Valeria se echa a reír.
—¡Valeria, Valeria! ¡Tengo que hablar contigo! —Un anciano delgado y desdentado va a su encuentro, impulsándose con brío en una silla de ruedas.
—Hola, Vincenzo. He traído helado.
—Gracias, Valè. Oye, tengo que decirte una cosa. —Baja el tono mirando a su alrededor con aire circunspecto—. He seguido tus consejos con la nueva, Carmela. —Señala a una señora mayor que está sentada junto a una mesa, un poco más allá, con un toque de lápiz de labios y los ricitos blancos sujetados con dos peinetas de marfil—. Me acerqué sin presentarme, con una HDA, historia de acercamiento, y, como tú me dijiste, le pedí una opinión femenina sobre qué tipo de perfume le gustaba más. En un lado me había puesto loción para después del afeitado y en el otro agua de colonia. A partir de ahí nos pusimos a hablar de esto y aquello un buen rato.
—Entonces te está yendo muy bien, Vincè.
—Sí, solo que ahora no sé qué tengo que hacer. Sigue estando ese tipo por en medio, Pasquale se llama. —Señala, y ella ve que Carmela está ocupada hablando con otro anciano que está en pie frente a ella, apoyado en un bastón.
—No soporto a Pasquale, con esa actitud de príncipe, con el bastón. Además, él puede caminar; sin embargo, yo estoy atado a esta silla de ruedas. No tengo esperanzas.
—¿Y eso? Tú eres un artista del ligue, Vincè. Tienes que usar la silla de ruedas a tu favor.

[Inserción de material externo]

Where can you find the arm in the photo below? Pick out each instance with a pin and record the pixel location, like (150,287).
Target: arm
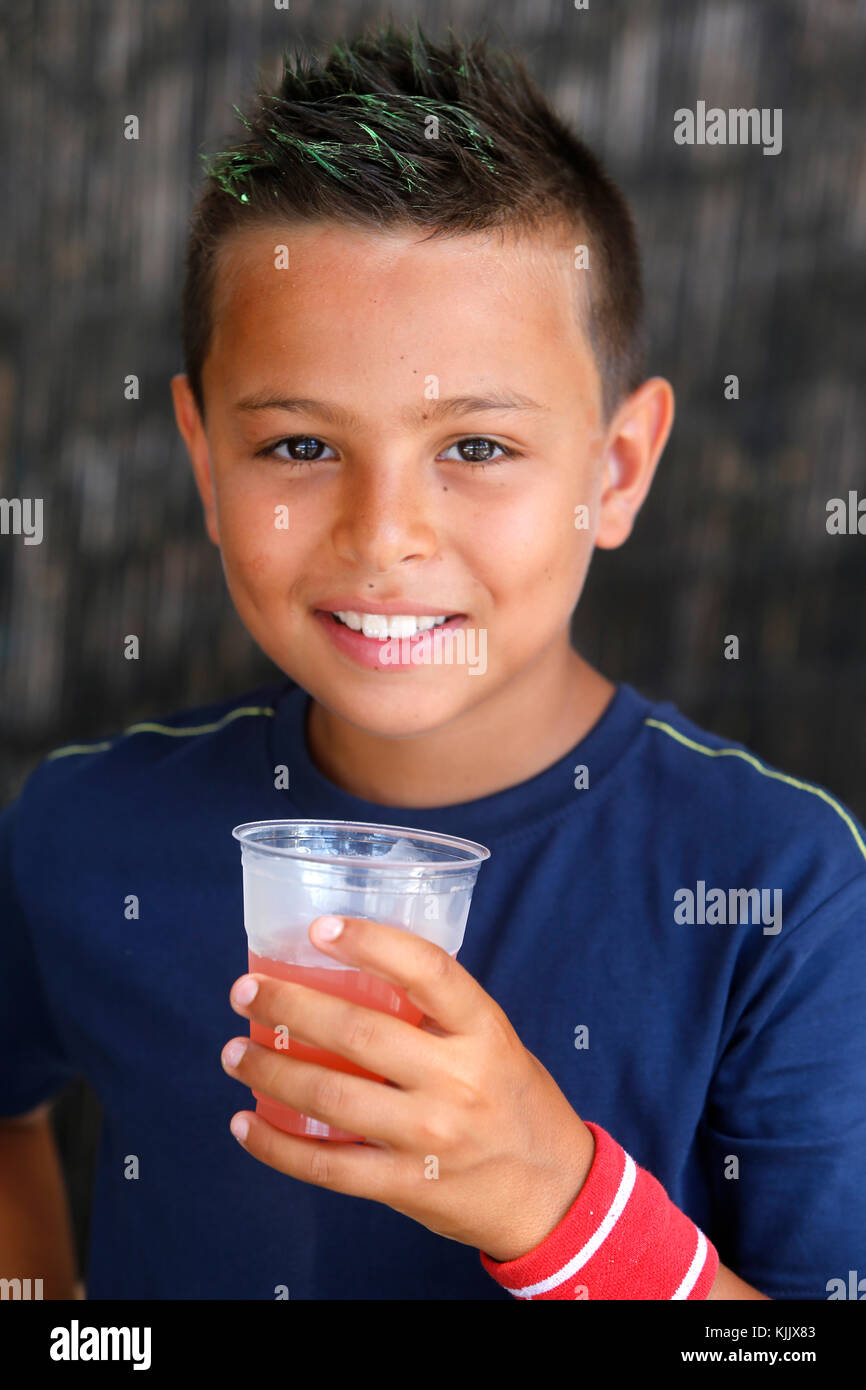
(35,1228)
(730,1286)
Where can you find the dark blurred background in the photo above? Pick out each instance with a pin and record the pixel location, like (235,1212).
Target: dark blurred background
(754,266)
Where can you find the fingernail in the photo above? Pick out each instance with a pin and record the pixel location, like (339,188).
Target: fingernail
(328,929)
(245,990)
(234,1051)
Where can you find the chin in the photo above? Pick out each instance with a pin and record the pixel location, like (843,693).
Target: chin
(388,710)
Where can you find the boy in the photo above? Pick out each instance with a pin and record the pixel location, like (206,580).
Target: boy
(414,388)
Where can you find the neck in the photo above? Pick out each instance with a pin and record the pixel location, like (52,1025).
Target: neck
(502,741)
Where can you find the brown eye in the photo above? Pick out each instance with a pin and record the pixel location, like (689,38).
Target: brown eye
(478,451)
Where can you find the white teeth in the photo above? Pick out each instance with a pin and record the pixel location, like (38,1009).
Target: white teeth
(382,626)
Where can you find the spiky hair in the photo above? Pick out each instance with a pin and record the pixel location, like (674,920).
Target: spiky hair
(392,128)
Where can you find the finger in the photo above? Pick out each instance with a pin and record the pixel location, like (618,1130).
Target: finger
(349,1102)
(356,1169)
(367,1037)
(430,976)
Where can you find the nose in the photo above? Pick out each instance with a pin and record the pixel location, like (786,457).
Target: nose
(385,513)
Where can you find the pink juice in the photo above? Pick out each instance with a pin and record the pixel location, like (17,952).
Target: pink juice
(357,986)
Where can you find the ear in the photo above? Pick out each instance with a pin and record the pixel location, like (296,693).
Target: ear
(192,431)
(637,437)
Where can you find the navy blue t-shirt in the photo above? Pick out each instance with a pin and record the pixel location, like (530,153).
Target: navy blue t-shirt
(716,1034)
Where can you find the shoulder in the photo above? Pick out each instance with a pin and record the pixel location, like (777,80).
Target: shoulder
(173,742)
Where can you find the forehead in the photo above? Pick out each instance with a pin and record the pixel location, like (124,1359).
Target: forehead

—Sí..., ¿y qué hago, le paso por encima con ella?
Valeria se echa a reír.
—No, hombre, tienes que hacer una «demostración de valor superior». Usa la ironía, hazla reír. Llévale un helado y dile: «Menos mal que yo tengo una silla de ruedas y soy más rápido; si te lo hubiera traído Pasquale, ya se habría derretido. Te habría llegado un cucurucho empapado».
Vincenzo se ilumina.
—¡Tú sí que eres grande, Valè!
Se da la vuelta con la silla de ruedas y sale disparado, pero pocos metros después frena derrapando y se da con la mano en la frente.
—¡Mecachis en la mar, me he olvidado el helado! ¡Luisa, prepárame dos de chocolate y nata; date prisa!